Son peuple grogna, mécontent, et plusieurs manants s’avancèrent, pointant vers l’horizon.
« Je ne sais pas pour le reste d’entre vous », brailla l’un d’eux, « mais la Cour du Roi est mon foyer ! C’est tout ce que je connais et aime ! Je ne suis pas sur le point de traverser un océan vers une île étrange pendant que notre cité est intacte et aux mains des MacGils ! Je retourne à la Cour du Roi ! »
Une grande clameur s’éleva, et comme il partait, s’en retournant, des centaines de personnes se mirent en rang et le suivirent, tournant leurs attelages, se dirigeant sur la route menant à la Cour du Roi.
« Ma dame, devrais-je les arrêter ? » s’enquerra Steffen, paniqué, loyal jusqu’à la fin.

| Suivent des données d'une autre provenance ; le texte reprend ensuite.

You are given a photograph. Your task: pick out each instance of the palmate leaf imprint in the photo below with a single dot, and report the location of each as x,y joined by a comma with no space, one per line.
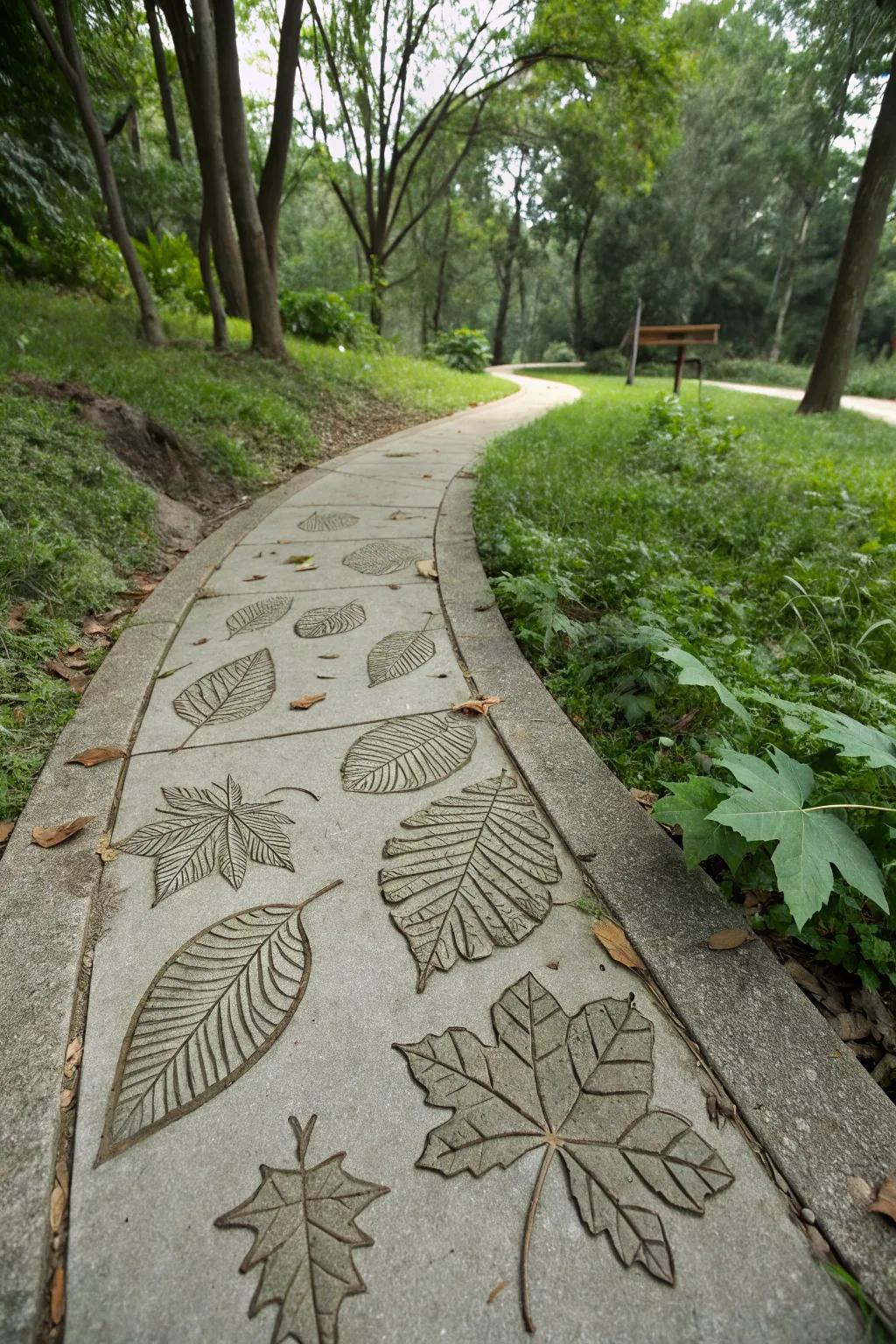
578,1088
328,522
305,1230
404,754
260,614
381,558
210,828
399,654
211,1012
477,875
329,620
230,692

« Vous entendez la voix du peuple, ma dame », dit Aberthol, montant à côté d’elle. « Vous seriez insensée de le leur dénier. De plus, vous ne le pouvez pas. C’est leur foyer. C’est tout ce qu’ils connaissent. N’affrontez pas votre propre peuple. Ne les menez pas sans raisons. »
« Mais j’ai une bonne raison », dit Gwen. « Je sais que la destruction est en chemin. »
Aberthol secoua la tête.
« Et pourtant ils l’ignorent », répondit-il. « Je ne doute pas de vous. Mais les reines prévoient, pendant que les masses agissent à l’instinct. Et une reine est aussi puissante que le peuple veut bien lui permettre d’être. »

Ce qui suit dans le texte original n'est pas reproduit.